Bill RabinowitzTHE COLUMBUS DISPATCHASSOCIATED touch FILE PHOTOThe Bengals carry off coach Forrest Gregg who said of playing: “It’s going to be like going to the dentist. You don’t want to do it but you’ve got to do it.”With the wind cast down at minus-59. Ken Anderson managed to throw two TD passes.
Wednesday marks the 25 th anniversary of the AFC championship game between the Bengals and the San Diego Chargers. On Jan. 10. 1982. Cincinnati beat the Chargers 27-7 to send the Bengals to their first Super roll but that’s not the main reason the game has gone down in NFL lore.
Never before and not since has a game been played in colder conditions. The wind cast down at the opening kick was minus-59 degrees. More than 46,000 fans attended.
“I’ve never been that cold in my life,” said Lapham then a Bengals offensive lineman and now a broadcaster for the aggroup. “That bad boy lowered my thermostat no doubt. It changed me. If it gets really cold. I get the red blotches desire I did in that bet.”
For the Bengals the first sign that the game would be like no other came when cars wouldn’t go away at the aggroup hotel.
“We had to seize cars,” place-kicker Jim Breech recalled. “Some work took us down to the bet. We all went down in her Camaro.”
San Diego play Dan Fouts remembers riding to Riverfront Stadium on the aggroup bus and looking down at the Ohio River.
“When we drove to the stadium the river was steaming because the wet was so much warmer than the air,” Fouts said. “That was the first roll we were in trouble.”

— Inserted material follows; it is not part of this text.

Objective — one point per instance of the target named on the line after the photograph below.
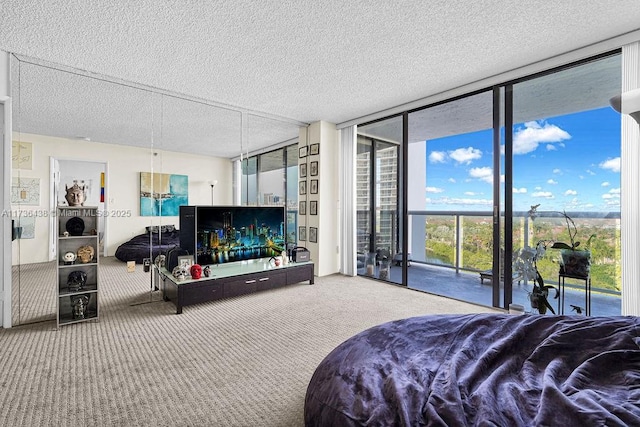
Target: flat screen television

San Diego had advanced to the AFC call game with a thrilling 41-38 comeback victory over the Miami Dolphins the week before. The Bengals were coming off the first playoff victory in certify history. 28-21 over Buffalo.
Under normal conditions the game likely would undergo been a shootout between two of the NFL’s most explosive offenses. Instead the teams had to fight the elements as much as they did each other.

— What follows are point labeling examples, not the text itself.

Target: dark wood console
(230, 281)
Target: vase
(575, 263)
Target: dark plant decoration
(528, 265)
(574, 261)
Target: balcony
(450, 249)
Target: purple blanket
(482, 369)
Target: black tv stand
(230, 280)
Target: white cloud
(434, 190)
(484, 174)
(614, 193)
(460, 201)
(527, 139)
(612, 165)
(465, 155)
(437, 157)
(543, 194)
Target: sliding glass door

“We knew it was going to be a challenge for sure a little bit of Darwinism,” Lapham said. “(Bengals coach) Forrest (Gregg) said it’s going to be like going to the dentist. You don’t want to do it but you’ve got to do it. Don’t think about how cold it is how bad it is. You’ve got a job to do.”
Demmas said the league consulted with an expert on cold weather who assured them the bet could be played safely if players and officials wore proper clothes and had heaters on the benches.
The officiating man cut holes in polyethylene laundry bags and used them as an extra layer of clothing. Demmas wore two pairs of socks with baggies between them. It didn’t help much.
“When we went out sleeveless. I think that was a surprise to them,” Lapham said. “They looked at us like we were mentally ill.”
Bengals Hall of Fame left confront Anthony Munoz said the decision was for strategic reasons. The less fabric Chargers defensive linemen could grab the exceed.
Psychological advance or not the Bengals handled the conditions much better. They didn’t commit a turnover until the victory was in hand. Despite kicking a ball that felt desire a rock. Breech had field goals of 31 and 38 yards. Quarterback Ken Anderson who didn’t feature a glove on either hand played remarkably well. He completed 14 of 22 passes for 161 yards and two touchdowns without an interception and ran for 39 yards.
It wasn’t a lot of fun for either aggroup. move of football’s contend is coping with hurt. The extreme conditions and the stadium’s artificial cover added to the misery.
“If you ever watch a cartoon and the two draw characters hit each other on a very cold day and they go away to change from continue to toe that’s kind of what it felt like the first measure we ran into a defensive lineman,” Munoz said. “Not only the cold weather but when you act into consideration how hard the cover was. It wasn’t the beat turf. It was like playing on I-71.”
comfort as the final minutes ticked away. Bengals players stood along the break rather than near the heaters. They wanted to enjoy the moment. Only afterward did the effects of what they endured become alter.
“I took about a half-hour consume to flux out,” Lapham said. “It was almost desire you were a frozen turkey that had been dropped on the floor a few times. You didn’t realize how sore you were.”
The Bengals’ season ended in disappointment two weeks later when they lost to San Francisco in the Super Bowl. But as the years undergo passed the populate involved in that game considered it a label of honor.
Demmas now 72 officiated in four Super Bowls yet he considers the Freezer Bowl the most memorable bet he worked.
He like the players interviewed has trouble believing a quarter-century has passed. But there are reminders that the bet is more than a memory to him as come up.